Hypoglycemic events (at least 15 minutes, two consecutive measurements) were found to be a frequent occurrence. Of the 80 patients, 61 (76%) had at least one episode of glucose <70 mg/dl, and 49 of 80 (61%) had at least one episode with glucose <60 mg/dl. The International Consensus on Use of Continuous Glucose Monitoring definition of a prolonged hypoglycemic event is CGM glucose levels <54 mg/dl for ≥120 consecutive minutes. We found this to occur in 31 patients (39%; Figure 1A), with 118 such events. The mean number of hypoglycemic events per patient was 7.5±9.0 when defined as glucose <70 mg/dl, and 7.3±6.9 when defined as glucose <60 mg/dl (Figure 1B). The mean percentage of time with glucose <70 mg/dl was 8%±10% and with glucose <60 mg/dl it was 7%±8% (Figure 1C). Related to hypoglycemia are questions relating to hyperglycemia and glucose variability. The percentage time that patients had glucose >180 mg/dl was 26.1%. Glucose variability was evaluated for the study population. The mean coefficient of variation was 33.0±9.3. The range of coefficient of variation was 17.0–58.9.
Figure 1.
Hypoglycemia in CKD and type 2 diabetes. (A) With a mean of 12.7±2.9 days of wearing the continuous glucose monitor (CGM) device, with measurements every 15 minutes, this figure displays the percentage of patients experiencing at least one hypoglycemic episode of ≥15 minutes. The first column has hypoglycemia defined as glucose <70 mg/dl; the second is glucose <60 mg/dl; and the third is the percentage of patients experiencing a severe, prolonged event. (B) This figure displays the total number of hypoglycemic episodes of at least 15 minutes per patient. The first set of two vertical bars represent the number of episodes over the entire mean 12.7±2.9 days wearing the CGM device for glucose <70 mg/dl (black) and 60 mg/dl (white). The second set of vertical bars represents the mean number of hypoglycemic episodes per day per patient. (C) This figure displays the total percentage time per patient in which the patient was hypoglycemic over the course of study, for glucose <70 mg/dl and <60 mg/dl.
An examination of the time of day of hypoglycemic events is presented in Figure 2. From 10:00 am and throughout the day, the number of episodes was relatively low.
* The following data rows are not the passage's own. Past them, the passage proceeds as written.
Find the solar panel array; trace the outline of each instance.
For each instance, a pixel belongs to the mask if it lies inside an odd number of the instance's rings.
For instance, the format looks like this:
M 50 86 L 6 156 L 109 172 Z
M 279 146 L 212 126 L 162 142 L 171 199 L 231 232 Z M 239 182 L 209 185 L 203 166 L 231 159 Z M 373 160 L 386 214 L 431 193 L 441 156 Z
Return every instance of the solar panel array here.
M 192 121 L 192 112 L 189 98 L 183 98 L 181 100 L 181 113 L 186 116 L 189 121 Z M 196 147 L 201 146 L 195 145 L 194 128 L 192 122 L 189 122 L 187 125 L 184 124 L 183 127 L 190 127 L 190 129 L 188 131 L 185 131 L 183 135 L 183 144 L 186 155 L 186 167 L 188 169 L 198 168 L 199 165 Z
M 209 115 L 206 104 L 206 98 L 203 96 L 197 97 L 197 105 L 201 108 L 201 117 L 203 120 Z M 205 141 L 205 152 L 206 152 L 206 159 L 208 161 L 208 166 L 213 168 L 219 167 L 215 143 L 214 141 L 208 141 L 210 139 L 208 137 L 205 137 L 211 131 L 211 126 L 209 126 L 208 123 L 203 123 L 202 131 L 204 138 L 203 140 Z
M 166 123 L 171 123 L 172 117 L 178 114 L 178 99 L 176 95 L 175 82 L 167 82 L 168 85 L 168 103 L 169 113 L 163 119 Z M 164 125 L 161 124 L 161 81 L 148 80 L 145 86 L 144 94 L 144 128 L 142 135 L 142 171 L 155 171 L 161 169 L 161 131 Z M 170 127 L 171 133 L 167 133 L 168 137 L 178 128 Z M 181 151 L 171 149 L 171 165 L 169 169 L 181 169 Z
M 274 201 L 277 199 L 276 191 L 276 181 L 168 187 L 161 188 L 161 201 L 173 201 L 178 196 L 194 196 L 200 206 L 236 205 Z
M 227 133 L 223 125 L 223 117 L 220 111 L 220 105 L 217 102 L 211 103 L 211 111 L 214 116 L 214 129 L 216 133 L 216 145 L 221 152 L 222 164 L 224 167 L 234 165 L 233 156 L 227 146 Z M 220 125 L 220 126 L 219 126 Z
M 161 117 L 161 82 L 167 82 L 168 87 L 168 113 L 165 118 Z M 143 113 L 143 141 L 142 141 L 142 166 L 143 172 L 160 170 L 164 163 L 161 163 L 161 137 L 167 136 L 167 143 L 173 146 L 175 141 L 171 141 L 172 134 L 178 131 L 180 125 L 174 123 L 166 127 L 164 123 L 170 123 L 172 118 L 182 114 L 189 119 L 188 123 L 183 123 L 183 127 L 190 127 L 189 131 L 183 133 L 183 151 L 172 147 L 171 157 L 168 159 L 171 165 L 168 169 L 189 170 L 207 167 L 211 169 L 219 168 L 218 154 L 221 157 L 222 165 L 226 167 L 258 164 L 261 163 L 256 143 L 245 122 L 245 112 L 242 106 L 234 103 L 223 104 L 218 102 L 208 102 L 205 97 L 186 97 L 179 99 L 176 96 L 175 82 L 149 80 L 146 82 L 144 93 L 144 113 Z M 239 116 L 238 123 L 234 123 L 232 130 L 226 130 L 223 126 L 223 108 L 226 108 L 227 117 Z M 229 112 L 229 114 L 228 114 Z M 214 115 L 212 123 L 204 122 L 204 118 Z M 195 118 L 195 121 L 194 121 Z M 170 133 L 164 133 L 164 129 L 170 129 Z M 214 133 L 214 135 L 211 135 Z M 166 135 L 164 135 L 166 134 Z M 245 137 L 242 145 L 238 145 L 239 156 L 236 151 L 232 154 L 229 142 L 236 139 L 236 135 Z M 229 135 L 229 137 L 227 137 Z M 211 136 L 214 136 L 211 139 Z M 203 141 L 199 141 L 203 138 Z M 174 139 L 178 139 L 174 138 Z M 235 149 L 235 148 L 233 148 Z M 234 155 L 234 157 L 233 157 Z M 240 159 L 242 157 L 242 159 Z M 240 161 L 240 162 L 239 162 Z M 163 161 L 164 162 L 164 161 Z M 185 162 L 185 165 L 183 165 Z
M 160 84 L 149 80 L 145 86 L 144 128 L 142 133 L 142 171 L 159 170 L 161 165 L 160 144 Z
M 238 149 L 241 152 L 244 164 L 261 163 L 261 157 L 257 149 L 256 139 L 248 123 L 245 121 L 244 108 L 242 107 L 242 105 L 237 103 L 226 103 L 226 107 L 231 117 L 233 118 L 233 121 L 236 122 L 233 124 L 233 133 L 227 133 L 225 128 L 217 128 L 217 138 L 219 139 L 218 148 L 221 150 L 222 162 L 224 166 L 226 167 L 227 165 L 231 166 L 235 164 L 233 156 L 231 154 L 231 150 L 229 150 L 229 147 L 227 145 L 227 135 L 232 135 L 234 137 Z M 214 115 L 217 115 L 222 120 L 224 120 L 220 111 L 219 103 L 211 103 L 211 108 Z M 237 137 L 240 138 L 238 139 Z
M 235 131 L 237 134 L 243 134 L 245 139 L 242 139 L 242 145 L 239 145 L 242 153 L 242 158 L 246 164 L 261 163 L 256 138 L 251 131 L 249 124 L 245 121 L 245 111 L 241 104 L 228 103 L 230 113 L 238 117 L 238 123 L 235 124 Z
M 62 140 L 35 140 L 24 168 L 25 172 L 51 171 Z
This was particularly true in the traditional after dinner hours. Starting at approximately 23:00 pm, the number of episodes started to increase with a sharp increase in the early morning hours. From 1:00 to 9:00 am, the rate of hypoglycemic events was more than threefold higher than during the daytime hours.
Figure 2.
Most hypoglycemia occurred in the early morning hours. Number of hypoglycemic events (y axis; glucose <60 mg/dl for at least 15 minutes) by time of day (x axis). It can be seen that the greatest incidence of hypoglycemic episodes occurred in the early morning hours.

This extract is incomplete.